The Archbishop of Westminster likened being a member of a particular denomination to being in a choir, as he argued that religion helps people come together as a group without losing their individual identity.
He also said that groups of people who share experiences such as “hill-walking and bird-watching” come to experience a “surge of awe” that can lead to spiritual experiences.
His comments on society, in a lecture delivered on Wednesday evening at the Thomas More Institute in Hampstead, a think-tank set up by the Opus Dei group, echoed those made by the Pope during his historic visit to Britain last year when he urged the faithful not to be silenced by “aggressive secularism”.
But the Archbishop, the most senior Catholic in England and Wales, sounded a more optimistic note when he said that the reactions to Benedict XVI’s visit “suggest that new opportunities may be emerging”.
“Slowly a new place for religious belief in the public square is being marked out, not with a power or desire to impose religious beliefs or their consequences, but with the recognition that a mature and enlightened public square should reflect the beliefs of those who share its space, in dialogue with one another and with secular protagonists, to the enrichment of all,” he said.
“The secular public square should not be faith-blind but faith-sensitive, welcoming and testing reasoned argument.

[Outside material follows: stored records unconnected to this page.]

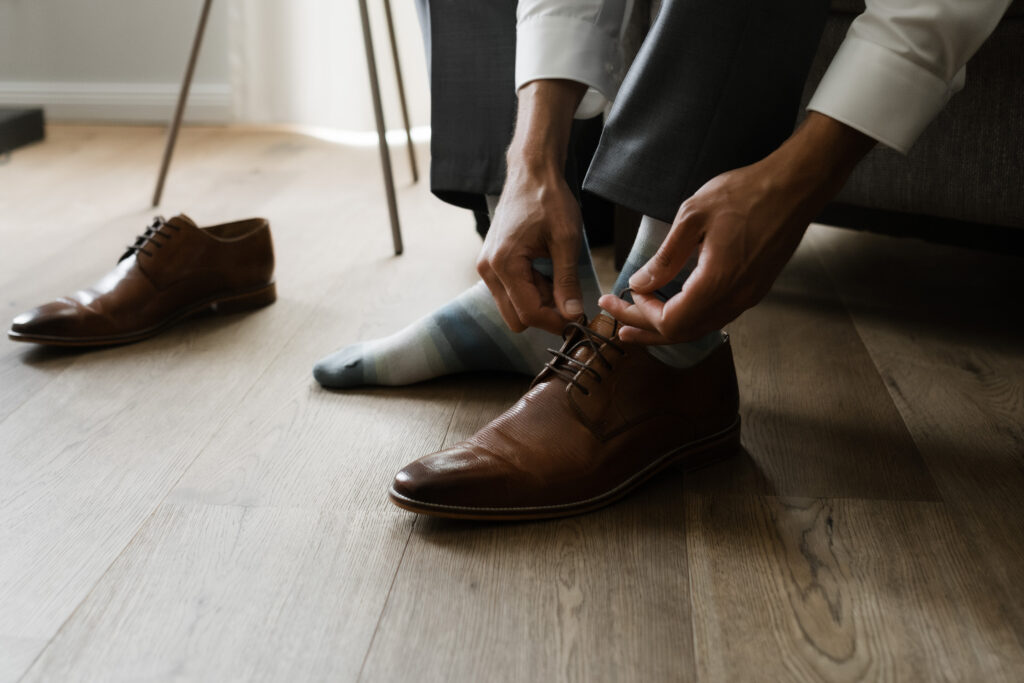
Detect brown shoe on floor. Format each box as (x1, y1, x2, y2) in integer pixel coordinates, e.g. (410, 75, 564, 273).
(389, 314, 741, 520)
(8, 214, 276, 347)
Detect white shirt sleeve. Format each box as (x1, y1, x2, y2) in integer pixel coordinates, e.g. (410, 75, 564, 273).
(515, 0, 631, 119)
(808, 0, 1013, 153)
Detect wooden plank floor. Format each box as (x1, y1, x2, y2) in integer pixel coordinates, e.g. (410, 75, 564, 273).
(1, 126, 1022, 682)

Religious voices should not expect special privilege because they are religious, but nor should they be excluded either. And whilst public authorities will rightly seek to justify their actions by reference to reasons which all can accept, in contributing to public debate religious and faith voices should be free to speak from their traditions as well as to adduce reasons in their support. Encouraging their willing and full participation enriches democracy and at the same time facilitates the necessary dialogue between the world of secular rationality and the world of faith.”

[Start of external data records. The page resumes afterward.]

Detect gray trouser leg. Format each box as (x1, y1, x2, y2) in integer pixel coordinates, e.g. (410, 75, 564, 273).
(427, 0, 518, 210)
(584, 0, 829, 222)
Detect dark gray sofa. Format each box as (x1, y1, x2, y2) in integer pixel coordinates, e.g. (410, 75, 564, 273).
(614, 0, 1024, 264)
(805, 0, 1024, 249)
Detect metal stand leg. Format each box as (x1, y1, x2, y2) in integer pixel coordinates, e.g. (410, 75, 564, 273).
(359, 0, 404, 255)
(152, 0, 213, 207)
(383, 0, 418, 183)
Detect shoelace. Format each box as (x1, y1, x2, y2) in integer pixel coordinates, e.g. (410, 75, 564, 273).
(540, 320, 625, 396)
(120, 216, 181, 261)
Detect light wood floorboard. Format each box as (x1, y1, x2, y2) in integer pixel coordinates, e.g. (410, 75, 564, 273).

In a further reference to the risk of abandoning traditional religious teachings, he said: “The rejection of the wisdom and foundations of the past – as with the place of Christianity in Western culture – does not give us unrestricted freedom to do what we like now, but puts us in danger of building on shifting sands which have not been tested for their stability or their capacity to bear the weight of our culture.”

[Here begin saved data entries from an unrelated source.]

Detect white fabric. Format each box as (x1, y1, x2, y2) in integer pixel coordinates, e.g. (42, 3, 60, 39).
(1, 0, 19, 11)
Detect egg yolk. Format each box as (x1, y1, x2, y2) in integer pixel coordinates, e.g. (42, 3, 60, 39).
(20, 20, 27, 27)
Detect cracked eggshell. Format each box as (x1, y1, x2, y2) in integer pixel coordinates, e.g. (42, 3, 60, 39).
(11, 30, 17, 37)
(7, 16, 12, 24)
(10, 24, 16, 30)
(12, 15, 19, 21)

The Archbishop went on to say that one of the most urgent tasks in the world today is “exploring the reality of the diversity of human living”.
“Give up on respect for diversity, and we are impoverished and eventually become either dominators or dominated.”
He described the importance of faith as a basis for community, and a defence against loneliness, pointing out that the church is one of the few places where “people from all different classes” sit next to each other “and assume both an equality and a mutual identity”.
The Archbishop also said: “Once a group of people, sharing experiences of one sort or another – be it hill-walking, art, bird-watching or music – begin to ponder on the depth of their shared interest, then the invitation to wonder, the surge of awe, will come to the fore.
“Then they are entering into the preambles of religious faith, into its foothills, and careful accompaniment can indeed lead the search into the realms of the gifts of revelation.”